Gregory Waldrop, S.J., an assistant professor of art history, is researching clerical iconography in Italian art from the late Middle Ages and early modern period.
By investigating images of anonymous or little-known priests paired with famous female mystics, he is documenting the transformation of priestly identity within clerical culture and European society at large.
“I use the relationships between priests and so-called ‘holy women’ to talk about an emerging self-consciousness among priests around the 13th century,” he said. “One function that reflects—and even furthers—the change is priests’ participation in the phenomenon of female prophets and visionaries.”
Father Waldrop describes the book he is working on, Painting Priesthood: Male Clerics, Female Charismatics and the Construction of Identity in Early Modern History, as “cultural history through the lens of art history.”
His research focuses on priests during a time rife with clerical decadence and anti-clerical rhetoric.

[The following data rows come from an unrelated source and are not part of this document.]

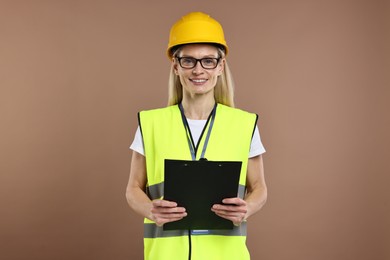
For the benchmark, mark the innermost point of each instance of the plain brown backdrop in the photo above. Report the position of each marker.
(73, 75)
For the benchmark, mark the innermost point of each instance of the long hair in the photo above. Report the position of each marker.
(223, 90)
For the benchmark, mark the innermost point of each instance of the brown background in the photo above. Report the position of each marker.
(73, 75)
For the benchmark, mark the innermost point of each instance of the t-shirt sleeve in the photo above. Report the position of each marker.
(138, 143)
(257, 147)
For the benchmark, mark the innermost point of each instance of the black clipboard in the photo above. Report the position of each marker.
(197, 185)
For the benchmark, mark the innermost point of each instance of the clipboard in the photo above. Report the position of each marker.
(196, 186)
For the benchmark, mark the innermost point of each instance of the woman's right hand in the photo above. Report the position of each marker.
(164, 211)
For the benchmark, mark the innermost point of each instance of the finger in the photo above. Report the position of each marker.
(229, 209)
(164, 210)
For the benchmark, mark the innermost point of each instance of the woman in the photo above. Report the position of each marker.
(199, 115)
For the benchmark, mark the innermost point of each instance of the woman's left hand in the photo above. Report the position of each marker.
(233, 209)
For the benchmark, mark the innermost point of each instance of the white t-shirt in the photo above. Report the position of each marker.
(196, 127)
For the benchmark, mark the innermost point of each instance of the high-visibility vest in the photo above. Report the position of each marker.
(165, 137)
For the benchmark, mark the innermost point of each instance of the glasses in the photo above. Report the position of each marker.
(190, 63)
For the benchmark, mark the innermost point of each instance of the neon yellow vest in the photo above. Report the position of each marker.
(164, 137)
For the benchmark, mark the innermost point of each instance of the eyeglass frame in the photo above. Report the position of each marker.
(198, 60)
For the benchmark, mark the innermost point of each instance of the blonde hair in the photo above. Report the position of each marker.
(223, 90)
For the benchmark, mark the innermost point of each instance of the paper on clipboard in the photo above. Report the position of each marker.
(197, 185)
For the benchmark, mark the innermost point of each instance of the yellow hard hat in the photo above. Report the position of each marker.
(196, 27)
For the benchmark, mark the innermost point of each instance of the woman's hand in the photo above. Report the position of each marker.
(164, 211)
(233, 209)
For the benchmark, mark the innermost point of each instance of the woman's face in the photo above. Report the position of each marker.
(198, 80)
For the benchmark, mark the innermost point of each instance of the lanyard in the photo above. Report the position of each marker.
(191, 144)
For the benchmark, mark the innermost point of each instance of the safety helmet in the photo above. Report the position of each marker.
(196, 27)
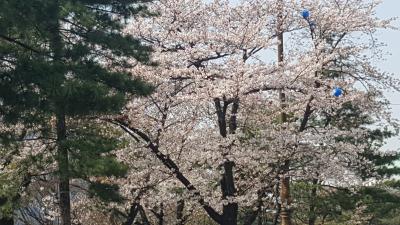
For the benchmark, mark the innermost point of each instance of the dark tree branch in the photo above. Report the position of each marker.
(169, 163)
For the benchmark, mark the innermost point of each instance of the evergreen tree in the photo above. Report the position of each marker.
(66, 61)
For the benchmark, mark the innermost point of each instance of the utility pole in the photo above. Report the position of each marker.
(284, 193)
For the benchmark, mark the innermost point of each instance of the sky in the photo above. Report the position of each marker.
(391, 64)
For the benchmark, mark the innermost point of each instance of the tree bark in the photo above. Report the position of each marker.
(180, 206)
(7, 221)
(63, 163)
(63, 166)
(312, 218)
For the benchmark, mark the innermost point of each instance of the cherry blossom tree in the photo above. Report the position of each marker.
(214, 125)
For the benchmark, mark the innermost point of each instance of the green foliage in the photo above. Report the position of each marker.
(68, 59)
(106, 192)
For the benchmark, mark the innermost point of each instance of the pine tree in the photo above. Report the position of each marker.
(65, 61)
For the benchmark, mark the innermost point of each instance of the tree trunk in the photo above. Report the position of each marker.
(230, 211)
(63, 166)
(56, 45)
(179, 212)
(285, 196)
(312, 216)
(7, 221)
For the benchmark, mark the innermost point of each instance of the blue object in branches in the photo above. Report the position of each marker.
(337, 92)
(306, 14)
(313, 25)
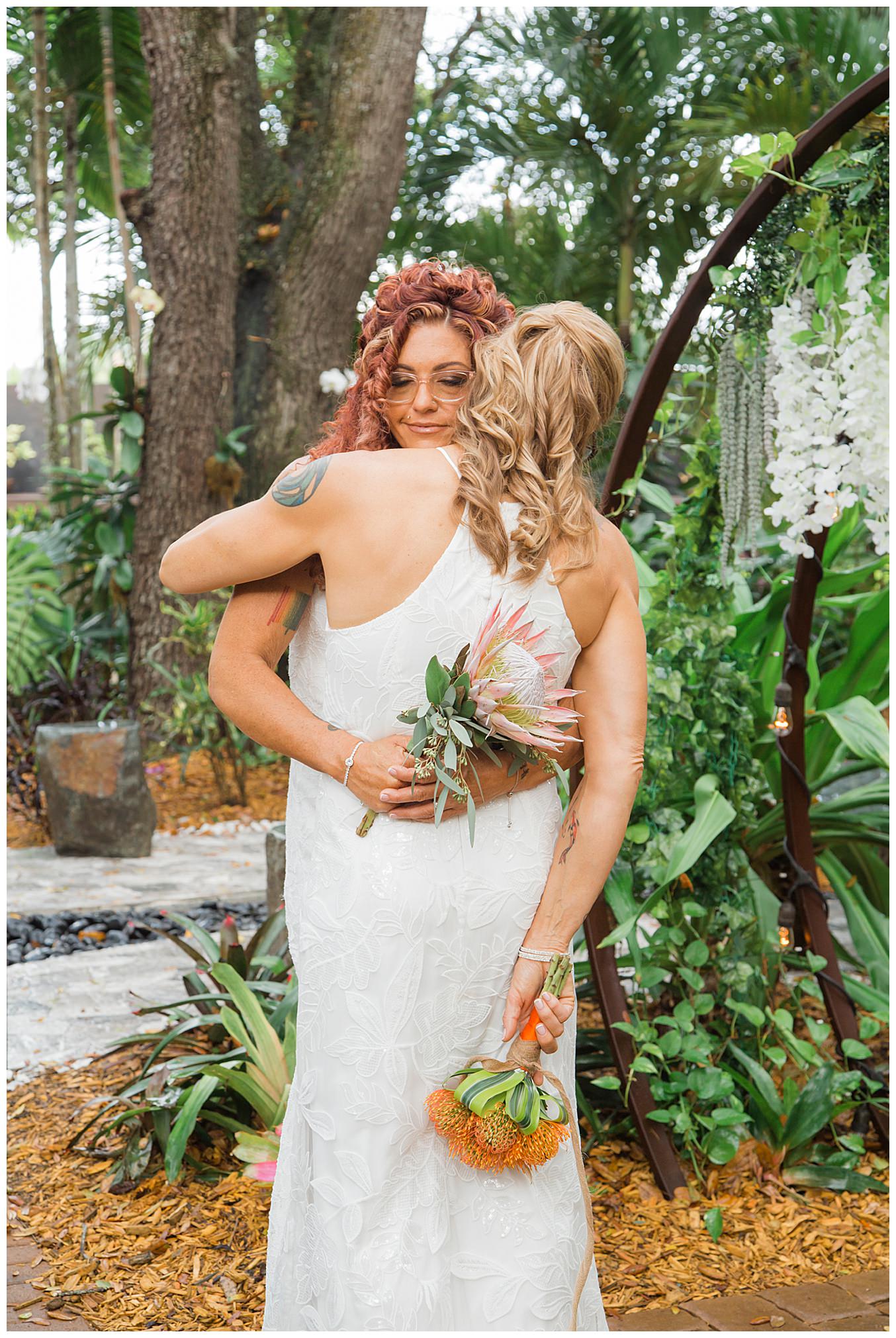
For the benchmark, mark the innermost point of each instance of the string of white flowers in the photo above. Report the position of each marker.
(741, 475)
(336, 380)
(829, 412)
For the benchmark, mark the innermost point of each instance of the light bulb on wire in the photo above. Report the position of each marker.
(783, 718)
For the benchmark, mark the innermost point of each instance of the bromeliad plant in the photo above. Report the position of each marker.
(186, 1084)
(498, 693)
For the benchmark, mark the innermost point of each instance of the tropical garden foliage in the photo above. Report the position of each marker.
(589, 154)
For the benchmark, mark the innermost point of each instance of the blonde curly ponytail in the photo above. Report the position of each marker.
(543, 387)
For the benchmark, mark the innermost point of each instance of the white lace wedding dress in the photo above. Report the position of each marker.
(403, 945)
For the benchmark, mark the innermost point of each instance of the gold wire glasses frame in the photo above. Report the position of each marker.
(443, 386)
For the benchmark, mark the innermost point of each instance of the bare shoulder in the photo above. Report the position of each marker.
(589, 592)
(301, 479)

While that period has been written about, there has been no analysis of imagery depicting priests, Father Waldrop said.
“Today we have this notion about what a Catholic priest is—his ministry, social role, sense of vocation—in other words, an identity,” he said. “That was not necessarily the profile of priests in the early days of Christianity. So I’m looking at a moment, documented in painting, when priests—as ‘priests,’ not just as ‘clerics’ in general—begin to take on real cultural weight, which starts to happen in the later Middle Ages.
“That’s because it’s a moment of crisis for clergy in general,” he said. “Priests have a crucial and expanding role, religiously and socially, which helps shape their sense of themselves. But there was also a lack of training, little financial support, and they were often isolated in communities. The result could be scandal, controversy and critique. That becomes part of the new priestly identity, too.”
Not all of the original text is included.